= Bernard Martínez Valerio =

Honduran politician

Bernard Martínez Valerio (born 19 January 1962) is trade union and Garifuna leader who was a candidate for the Innovation and Unity Party (PINU) in the Honduran 2009 presidential election. He was formerly a member of the Honduran Patriotic Front (FPH).

== Candidature in 2009 presidential election ==
Bernard Martínez stood as a candidate for PINU in the 2009 presidential election in Honduras, which was held on 29 November 2009.

Bernard Martínez sees the Innovation and Unity Party (PINU) as being labelled "social-democratic" in relation to the concepts of liberty, equality and solidarity, that he attributes to social democracy.

In relation to the 2009 Honduran constitutional crisis, Martínez stated that Manuel Zelaya had carried out his project for constitutional reform with "disorder and indiscipline", that led to his failure and removal.
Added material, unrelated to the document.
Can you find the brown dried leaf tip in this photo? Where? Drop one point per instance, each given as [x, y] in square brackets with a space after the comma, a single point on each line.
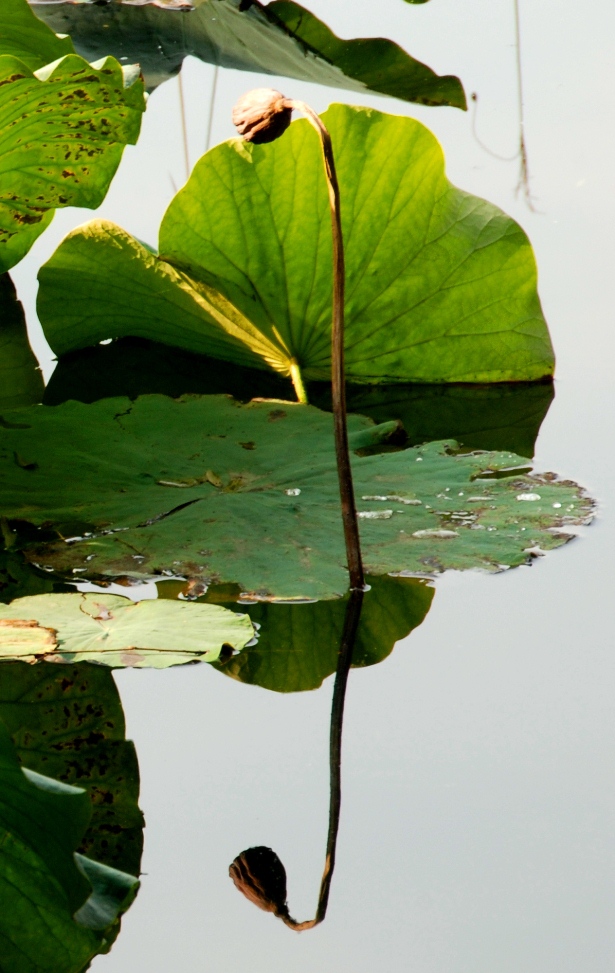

He stated that reforms to the Constitution were necessary within the mechanisms established by that same constitution. He supported the interim government of Roberto Micheletti.

Martínez said that the "bipartisan" dominance of Honduras by the Liberal Party and the National Party had done more ill than good and that by their poor policies and support for corruption, they are responsible for poverty.

PINU stated that Martínez was the "first black presidential candidate" in Honduras. Martínez said that the term "Honduran Barack Obama" used by some media to describe him was an innovation by journalists and not his own point of view.